The Producers - Photo: Stan Barouh
The Producers – Photo: Stan Barouh

But that’s just the first act. In Act Two, he’s forced to fill in at the last-minute after the character Franz literally breaks his leg and can’t go on playing the lead in Springtime for Hitler. Graee’s portrayal of the Fuhrer is as sweet and silly as it was written to be, and if anyone could make Hitler likeable….

But those are just the three leads in a show with 29 characters and a production featuring 20 actors. Other standout performers include Jessica Jaros, a knockout as the Swedish bombshell Ulla that Max and Leo hire as their assistant, Stephen F. Schmidt, who registers in the role of Franz as earnest and eccentric yet dull, just as you’d expect from a former Nazi playwright now improbably living in Greenwich Village, and Robert Mintz as Roger’s limp-wristed assistant.

You really couldn’t ask for a show to be any more outrageous or more colorful, but you might hope that the costumes paraded out were wilder than those Seth M. Gilbert designed for the production. You might also wish for a fuller and more polished sound. Darius Smith leads the band in a way that is effective, but it doesn’t add anything extra to the evening.

And, depending on your comic sensibilities, you might long for a few more laugh-out-loud moments, too.
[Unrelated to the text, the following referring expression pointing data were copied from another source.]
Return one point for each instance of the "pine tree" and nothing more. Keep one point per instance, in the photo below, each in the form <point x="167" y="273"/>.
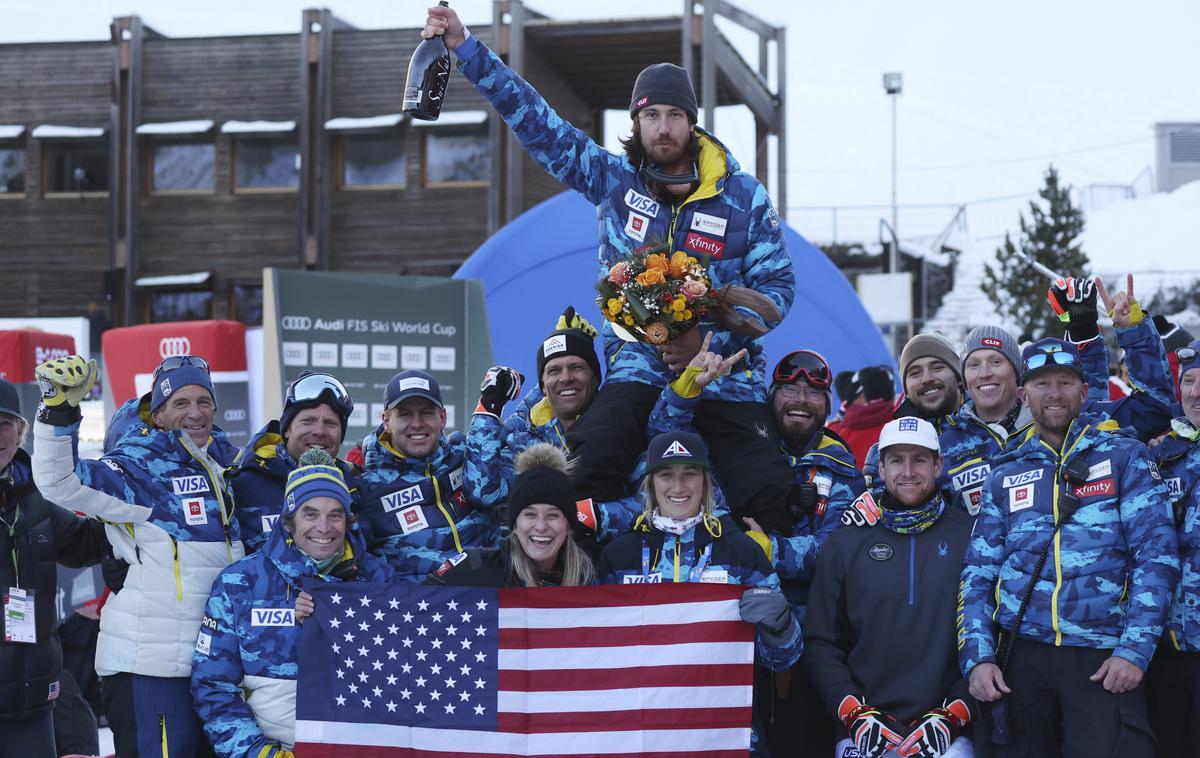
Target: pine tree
<point x="1049" y="238"/>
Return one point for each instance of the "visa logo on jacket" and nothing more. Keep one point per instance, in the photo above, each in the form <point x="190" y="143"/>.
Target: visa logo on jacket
<point x="271" y="617"/>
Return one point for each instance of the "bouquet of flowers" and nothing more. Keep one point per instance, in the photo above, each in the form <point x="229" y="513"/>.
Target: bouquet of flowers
<point x="655" y="295"/>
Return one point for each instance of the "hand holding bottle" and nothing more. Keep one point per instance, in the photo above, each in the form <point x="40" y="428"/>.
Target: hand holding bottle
<point x="444" y="20"/>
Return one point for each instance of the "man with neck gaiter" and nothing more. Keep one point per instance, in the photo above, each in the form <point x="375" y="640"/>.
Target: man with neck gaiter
<point x="879" y="636"/>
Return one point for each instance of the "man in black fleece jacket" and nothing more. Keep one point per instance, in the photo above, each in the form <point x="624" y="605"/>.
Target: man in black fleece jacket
<point x="880" y="633"/>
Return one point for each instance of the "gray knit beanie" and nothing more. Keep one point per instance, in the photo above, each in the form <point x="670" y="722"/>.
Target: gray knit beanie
<point x="930" y="344"/>
<point x="993" y="338"/>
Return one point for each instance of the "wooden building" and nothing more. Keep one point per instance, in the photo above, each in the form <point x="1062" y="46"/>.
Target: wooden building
<point x="159" y="175"/>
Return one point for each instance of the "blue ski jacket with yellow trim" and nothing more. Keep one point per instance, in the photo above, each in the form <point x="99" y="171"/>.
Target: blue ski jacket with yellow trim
<point x="730" y="217"/>
<point x="1111" y="567"/>
<point x="1179" y="462"/>
<point x="417" y="511"/>
<point x="245" y="663"/>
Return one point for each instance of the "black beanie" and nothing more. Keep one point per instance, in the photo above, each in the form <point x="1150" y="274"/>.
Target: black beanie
<point x="541" y="479"/>
<point x="664" y="84"/>
<point x="568" y="342"/>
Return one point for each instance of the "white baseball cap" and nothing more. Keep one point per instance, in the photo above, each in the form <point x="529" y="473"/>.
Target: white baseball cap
<point x="910" y="431"/>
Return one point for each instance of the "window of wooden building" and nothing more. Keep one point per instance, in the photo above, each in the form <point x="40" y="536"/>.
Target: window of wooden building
<point x="267" y="163"/>
<point x="12" y="170"/>
<point x="373" y="161"/>
<point x="456" y="155"/>
<point x="76" y="166"/>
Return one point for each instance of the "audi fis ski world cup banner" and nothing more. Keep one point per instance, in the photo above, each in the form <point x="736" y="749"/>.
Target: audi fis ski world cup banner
<point x="364" y="328"/>
<point x="132" y="353"/>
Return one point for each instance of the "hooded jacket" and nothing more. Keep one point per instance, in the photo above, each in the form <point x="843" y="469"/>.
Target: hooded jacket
<point x="258" y="477"/>
<point x="417" y="511"/>
<point x="246" y="655"/>
<point x="729" y="217"/>
<point x="42" y="536"/>
<point x="881" y="617"/>
<point x="1111" y="567"/>
<point x="1179" y="462"/>
<point x="168" y="515"/>
<point x="714" y="551"/>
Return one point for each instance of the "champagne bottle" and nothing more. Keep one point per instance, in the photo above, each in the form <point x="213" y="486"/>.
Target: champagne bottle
<point x="427" y="74"/>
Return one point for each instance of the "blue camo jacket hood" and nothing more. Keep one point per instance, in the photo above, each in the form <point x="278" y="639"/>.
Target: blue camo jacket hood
<point x="417" y="511"/>
<point x="1109" y="573"/>
<point x="730" y="218"/>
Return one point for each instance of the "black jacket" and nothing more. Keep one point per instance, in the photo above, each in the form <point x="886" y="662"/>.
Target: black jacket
<point x="881" y="617"/>
<point x="43" y="535"/>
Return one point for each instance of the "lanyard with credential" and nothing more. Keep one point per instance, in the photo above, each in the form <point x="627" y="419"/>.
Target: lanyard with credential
<point x="12" y="540"/>
<point x="699" y="569"/>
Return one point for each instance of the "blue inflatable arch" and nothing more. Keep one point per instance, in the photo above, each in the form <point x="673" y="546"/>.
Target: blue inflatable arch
<point x="546" y="260"/>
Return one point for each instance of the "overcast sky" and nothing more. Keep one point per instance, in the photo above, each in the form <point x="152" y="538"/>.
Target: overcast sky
<point x="993" y="91"/>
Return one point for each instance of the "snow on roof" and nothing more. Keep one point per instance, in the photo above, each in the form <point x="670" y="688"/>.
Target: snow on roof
<point x="257" y="127"/>
<point x="456" y="118"/>
<point x="177" y="127"/>
<point x="51" y="131"/>
<point x="1156" y="233"/>
<point x="177" y="280"/>
<point x="346" y="124"/>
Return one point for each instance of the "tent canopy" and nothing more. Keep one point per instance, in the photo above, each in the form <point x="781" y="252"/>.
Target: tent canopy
<point x="546" y="259"/>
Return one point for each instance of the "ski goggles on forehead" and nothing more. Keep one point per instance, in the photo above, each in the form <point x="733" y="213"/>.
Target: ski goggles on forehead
<point x="804" y="364"/>
<point x="179" y="361"/>
<point x="315" y="386"/>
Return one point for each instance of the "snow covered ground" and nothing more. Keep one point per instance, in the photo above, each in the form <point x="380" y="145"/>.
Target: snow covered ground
<point x="1157" y="239"/>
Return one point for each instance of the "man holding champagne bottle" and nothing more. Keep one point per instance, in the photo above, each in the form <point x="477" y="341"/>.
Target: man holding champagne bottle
<point x="676" y="184"/>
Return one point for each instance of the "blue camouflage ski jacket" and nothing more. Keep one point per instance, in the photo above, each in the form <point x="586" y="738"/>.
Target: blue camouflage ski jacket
<point x="245" y="663"/>
<point x="417" y="511"/>
<point x="258" y="477"/>
<point x="1111" y="567"/>
<point x="717" y="552"/>
<point x="1179" y="462"/>
<point x="730" y="218"/>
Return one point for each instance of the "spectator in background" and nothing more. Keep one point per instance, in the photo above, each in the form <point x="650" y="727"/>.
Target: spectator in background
<point x="869" y="399"/>
<point x="36" y="536"/>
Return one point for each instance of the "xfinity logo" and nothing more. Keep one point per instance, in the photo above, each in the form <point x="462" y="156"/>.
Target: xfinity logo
<point x="174" y="346"/>
<point x="297" y="323"/>
<point x="271" y="617"/>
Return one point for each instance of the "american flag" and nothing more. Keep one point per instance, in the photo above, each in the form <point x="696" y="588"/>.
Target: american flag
<point x="403" y="669"/>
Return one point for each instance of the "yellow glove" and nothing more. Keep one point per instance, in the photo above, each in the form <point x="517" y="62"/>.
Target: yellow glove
<point x="570" y="319"/>
<point x="64" y="381"/>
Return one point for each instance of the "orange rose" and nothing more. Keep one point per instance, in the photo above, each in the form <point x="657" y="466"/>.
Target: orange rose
<point x="657" y="262"/>
<point x="651" y="276"/>
<point x="679" y="263"/>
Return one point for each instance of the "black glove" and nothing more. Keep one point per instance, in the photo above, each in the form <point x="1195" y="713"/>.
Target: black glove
<point x="871" y="731"/>
<point x="769" y="612"/>
<point x="501" y="384"/>
<point x="1073" y="300"/>
<point x="934" y="732"/>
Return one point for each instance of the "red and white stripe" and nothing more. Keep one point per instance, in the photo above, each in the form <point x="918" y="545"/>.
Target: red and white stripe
<point x="607" y="671"/>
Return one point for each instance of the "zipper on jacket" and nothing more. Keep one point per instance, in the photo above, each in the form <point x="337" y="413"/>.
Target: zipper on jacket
<point x="912" y="567"/>
<point x="437" y="495"/>
<point x="179" y="581"/>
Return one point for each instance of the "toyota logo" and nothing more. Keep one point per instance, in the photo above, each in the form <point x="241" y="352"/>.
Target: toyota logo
<point x="174" y="346"/>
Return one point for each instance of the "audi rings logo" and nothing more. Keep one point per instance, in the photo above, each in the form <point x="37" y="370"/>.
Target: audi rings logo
<point x="295" y="323"/>
<point x="174" y="346"/>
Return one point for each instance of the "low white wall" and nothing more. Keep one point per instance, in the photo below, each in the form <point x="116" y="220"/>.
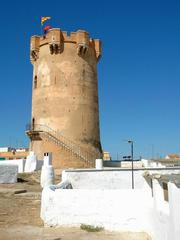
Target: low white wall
<point x="110" y="205"/>
<point x="108" y="179"/>
<point x="121" y="210"/>
<point x="8" y="173"/>
<point x="18" y="162"/>
<point x="21" y="164"/>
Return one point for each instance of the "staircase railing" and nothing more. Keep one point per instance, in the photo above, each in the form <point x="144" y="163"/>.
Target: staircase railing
<point x="69" y="145"/>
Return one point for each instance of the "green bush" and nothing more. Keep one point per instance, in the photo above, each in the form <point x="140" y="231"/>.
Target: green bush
<point x="90" y="228"/>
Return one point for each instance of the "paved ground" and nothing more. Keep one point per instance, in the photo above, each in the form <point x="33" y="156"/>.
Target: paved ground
<point x="20" y="211"/>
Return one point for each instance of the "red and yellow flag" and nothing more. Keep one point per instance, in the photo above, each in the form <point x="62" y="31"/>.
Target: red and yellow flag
<point x="43" y="19"/>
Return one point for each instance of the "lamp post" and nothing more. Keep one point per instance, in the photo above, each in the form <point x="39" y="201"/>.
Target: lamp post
<point x="132" y="153"/>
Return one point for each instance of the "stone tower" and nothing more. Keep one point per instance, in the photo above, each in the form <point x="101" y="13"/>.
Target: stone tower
<point x="65" y="112"/>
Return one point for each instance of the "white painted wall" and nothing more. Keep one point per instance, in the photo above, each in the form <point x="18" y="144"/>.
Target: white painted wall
<point x="18" y="162"/>
<point x="99" y="203"/>
<point x="120" y="210"/>
<point x="21" y="164"/>
<point x="107" y="179"/>
<point x="8" y="173"/>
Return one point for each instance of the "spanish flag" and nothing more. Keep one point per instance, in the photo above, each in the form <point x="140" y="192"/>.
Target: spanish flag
<point x="43" y="19"/>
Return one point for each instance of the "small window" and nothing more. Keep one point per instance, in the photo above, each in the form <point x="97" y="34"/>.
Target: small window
<point x="35" y="82"/>
<point x="165" y="191"/>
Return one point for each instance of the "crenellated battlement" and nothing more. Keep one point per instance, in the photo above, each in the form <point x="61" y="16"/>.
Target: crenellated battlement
<point x="56" y="38"/>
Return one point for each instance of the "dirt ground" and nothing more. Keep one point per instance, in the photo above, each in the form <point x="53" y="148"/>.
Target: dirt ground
<point x="20" y="216"/>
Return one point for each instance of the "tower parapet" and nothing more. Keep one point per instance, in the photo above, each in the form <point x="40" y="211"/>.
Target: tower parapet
<point x="56" y="38"/>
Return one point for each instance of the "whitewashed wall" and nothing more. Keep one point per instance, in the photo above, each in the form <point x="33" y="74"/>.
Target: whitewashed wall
<point x="8" y="173"/>
<point x="21" y="164"/>
<point x="105" y="205"/>
<point x="18" y="162"/>
<point x="120" y="210"/>
<point x="108" y="179"/>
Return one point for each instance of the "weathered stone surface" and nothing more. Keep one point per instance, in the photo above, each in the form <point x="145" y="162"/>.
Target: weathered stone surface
<point x="65" y="96"/>
<point x="8" y="173"/>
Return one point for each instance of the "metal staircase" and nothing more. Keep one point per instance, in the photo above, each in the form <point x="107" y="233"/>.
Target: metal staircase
<point x="38" y="132"/>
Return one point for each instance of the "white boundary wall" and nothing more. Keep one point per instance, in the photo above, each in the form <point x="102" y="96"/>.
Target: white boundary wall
<point x="8" y="173"/>
<point x="18" y="162"/>
<point x="115" y="209"/>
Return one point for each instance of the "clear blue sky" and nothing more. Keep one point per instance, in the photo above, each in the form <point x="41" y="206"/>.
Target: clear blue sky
<point x="139" y="72"/>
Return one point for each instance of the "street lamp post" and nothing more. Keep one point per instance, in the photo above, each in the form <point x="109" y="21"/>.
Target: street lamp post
<point x="132" y="153"/>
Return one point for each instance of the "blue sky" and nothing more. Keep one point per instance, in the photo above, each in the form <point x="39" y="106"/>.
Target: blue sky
<point x="139" y="72"/>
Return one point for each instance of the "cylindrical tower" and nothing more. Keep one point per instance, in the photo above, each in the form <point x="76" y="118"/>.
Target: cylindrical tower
<point x="65" y="112"/>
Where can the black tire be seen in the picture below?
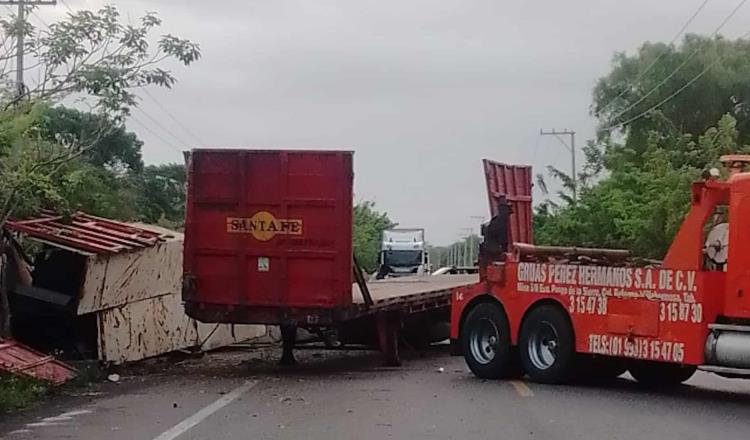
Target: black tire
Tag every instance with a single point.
(485, 341)
(547, 345)
(660, 374)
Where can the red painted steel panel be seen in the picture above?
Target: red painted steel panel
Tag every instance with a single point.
(18, 359)
(514, 183)
(86, 233)
(268, 229)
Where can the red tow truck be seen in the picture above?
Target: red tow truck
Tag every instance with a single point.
(558, 312)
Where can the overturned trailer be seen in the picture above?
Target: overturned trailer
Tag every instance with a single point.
(108, 290)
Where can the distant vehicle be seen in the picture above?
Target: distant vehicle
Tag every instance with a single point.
(403, 253)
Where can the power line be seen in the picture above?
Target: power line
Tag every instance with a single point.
(21, 17)
(661, 55)
(165, 129)
(683, 64)
(157, 135)
(64, 3)
(176, 121)
(677, 92)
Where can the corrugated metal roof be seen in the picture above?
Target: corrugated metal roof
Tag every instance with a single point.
(19, 359)
(85, 233)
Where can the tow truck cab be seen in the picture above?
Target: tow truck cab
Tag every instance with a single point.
(560, 312)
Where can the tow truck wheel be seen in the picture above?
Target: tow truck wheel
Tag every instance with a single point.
(660, 374)
(546, 345)
(485, 341)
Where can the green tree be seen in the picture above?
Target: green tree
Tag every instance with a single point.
(161, 194)
(631, 89)
(100, 61)
(115, 149)
(368, 227)
(640, 171)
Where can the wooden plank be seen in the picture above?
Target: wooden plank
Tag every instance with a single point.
(396, 289)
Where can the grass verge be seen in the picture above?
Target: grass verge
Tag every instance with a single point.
(17, 393)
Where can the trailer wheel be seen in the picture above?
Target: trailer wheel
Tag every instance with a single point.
(546, 345)
(485, 340)
(661, 374)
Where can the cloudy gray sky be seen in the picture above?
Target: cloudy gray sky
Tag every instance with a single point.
(422, 90)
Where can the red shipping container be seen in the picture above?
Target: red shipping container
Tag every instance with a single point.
(267, 232)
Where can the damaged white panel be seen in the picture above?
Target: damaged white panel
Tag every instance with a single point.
(112, 280)
(219, 335)
(154, 326)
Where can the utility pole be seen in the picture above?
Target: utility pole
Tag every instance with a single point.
(475, 246)
(20, 34)
(571, 148)
(467, 246)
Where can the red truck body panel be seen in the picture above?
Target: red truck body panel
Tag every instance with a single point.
(658, 313)
(641, 313)
(512, 182)
(267, 229)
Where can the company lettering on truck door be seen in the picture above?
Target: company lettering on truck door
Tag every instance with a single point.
(590, 287)
(263, 226)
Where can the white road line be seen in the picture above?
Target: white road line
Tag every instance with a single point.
(185, 425)
(79, 412)
(522, 389)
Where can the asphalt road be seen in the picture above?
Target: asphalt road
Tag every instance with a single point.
(346, 396)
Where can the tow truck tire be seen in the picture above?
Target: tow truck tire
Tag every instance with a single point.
(547, 345)
(485, 341)
(660, 374)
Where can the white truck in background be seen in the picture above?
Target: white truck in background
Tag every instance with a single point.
(403, 252)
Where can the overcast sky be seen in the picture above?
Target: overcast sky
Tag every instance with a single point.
(422, 90)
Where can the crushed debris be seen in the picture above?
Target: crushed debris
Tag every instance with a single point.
(18, 359)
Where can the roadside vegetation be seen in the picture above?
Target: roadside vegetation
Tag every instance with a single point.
(655, 137)
(19, 393)
(63, 141)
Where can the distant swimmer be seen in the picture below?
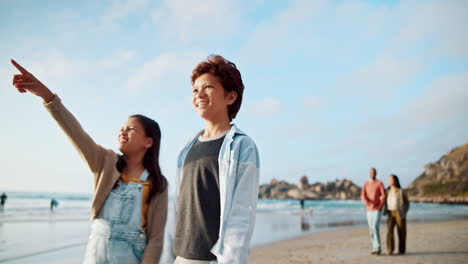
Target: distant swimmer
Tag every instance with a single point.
(53, 204)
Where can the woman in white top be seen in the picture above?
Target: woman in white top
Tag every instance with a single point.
(396, 207)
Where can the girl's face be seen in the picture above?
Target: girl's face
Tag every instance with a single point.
(132, 138)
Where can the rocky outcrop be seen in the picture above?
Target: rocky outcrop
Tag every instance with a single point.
(445, 181)
(337, 190)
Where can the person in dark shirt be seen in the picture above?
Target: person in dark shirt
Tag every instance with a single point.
(217, 177)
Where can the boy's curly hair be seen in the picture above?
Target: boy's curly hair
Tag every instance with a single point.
(228, 75)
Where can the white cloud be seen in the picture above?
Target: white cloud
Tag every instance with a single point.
(383, 76)
(445, 100)
(165, 65)
(120, 57)
(266, 107)
(441, 24)
(121, 9)
(194, 20)
(279, 35)
(311, 102)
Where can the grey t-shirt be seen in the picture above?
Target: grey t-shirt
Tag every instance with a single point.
(199, 207)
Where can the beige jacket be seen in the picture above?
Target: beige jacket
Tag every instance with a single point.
(102, 163)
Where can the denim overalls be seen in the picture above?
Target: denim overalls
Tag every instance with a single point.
(116, 235)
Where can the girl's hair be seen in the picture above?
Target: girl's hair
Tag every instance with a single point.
(158, 182)
(397, 181)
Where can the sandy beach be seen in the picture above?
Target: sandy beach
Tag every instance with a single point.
(438, 242)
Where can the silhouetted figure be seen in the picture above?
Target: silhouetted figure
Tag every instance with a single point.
(305, 225)
(3, 201)
(53, 204)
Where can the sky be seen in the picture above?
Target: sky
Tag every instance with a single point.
(332, 88)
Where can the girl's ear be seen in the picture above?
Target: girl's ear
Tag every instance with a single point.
(231, 97)
(149, 143)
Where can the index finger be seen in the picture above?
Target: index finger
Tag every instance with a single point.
(19, 67)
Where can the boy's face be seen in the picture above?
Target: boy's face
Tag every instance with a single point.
(210, 99)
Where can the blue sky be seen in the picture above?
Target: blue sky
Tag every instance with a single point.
(332, 87)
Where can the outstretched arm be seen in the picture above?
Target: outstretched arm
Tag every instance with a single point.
(89, 151)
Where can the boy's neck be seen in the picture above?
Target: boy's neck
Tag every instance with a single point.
(213, 129)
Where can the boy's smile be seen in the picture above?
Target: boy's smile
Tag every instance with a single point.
(210, 99)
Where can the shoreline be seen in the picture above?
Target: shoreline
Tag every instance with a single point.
(434, 242)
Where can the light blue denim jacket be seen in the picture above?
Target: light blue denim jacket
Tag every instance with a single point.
(239, 171)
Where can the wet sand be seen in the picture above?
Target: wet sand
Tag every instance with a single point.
(438, 242)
Mel Brooks, known for the films Blazing Saddles, Young Frankenstein, Silent Movie and High Anxiety, is a master of shtick-heavy, obvious comedy that doesn’t require — or even encourage — much intellectual thought. He’s a knee-jerk comic; no knowledge of Nietzsche required. The Producers simply does what it’s supposed to do: make people laugh. And, thanks to director Mark Waldrop, it does it well enough that leave with a smile on their face. Surely that’s how audiences will feel after exiting Olney, too.

“When You’ve Got It, Flaunt It,” Ulla sings to Max and Leo in her big Act One production number. Clearly, Olney is taking Ulla’s advice and flaunting what it’s got with The Producers.

The Producers runs to July 26 at Olney Theatre Center, 2001 Olney-Sandy Spring Road in Olney, Md. Tickets are $55 to $65. Call 301-924-3400 or visit olneytheatre.org.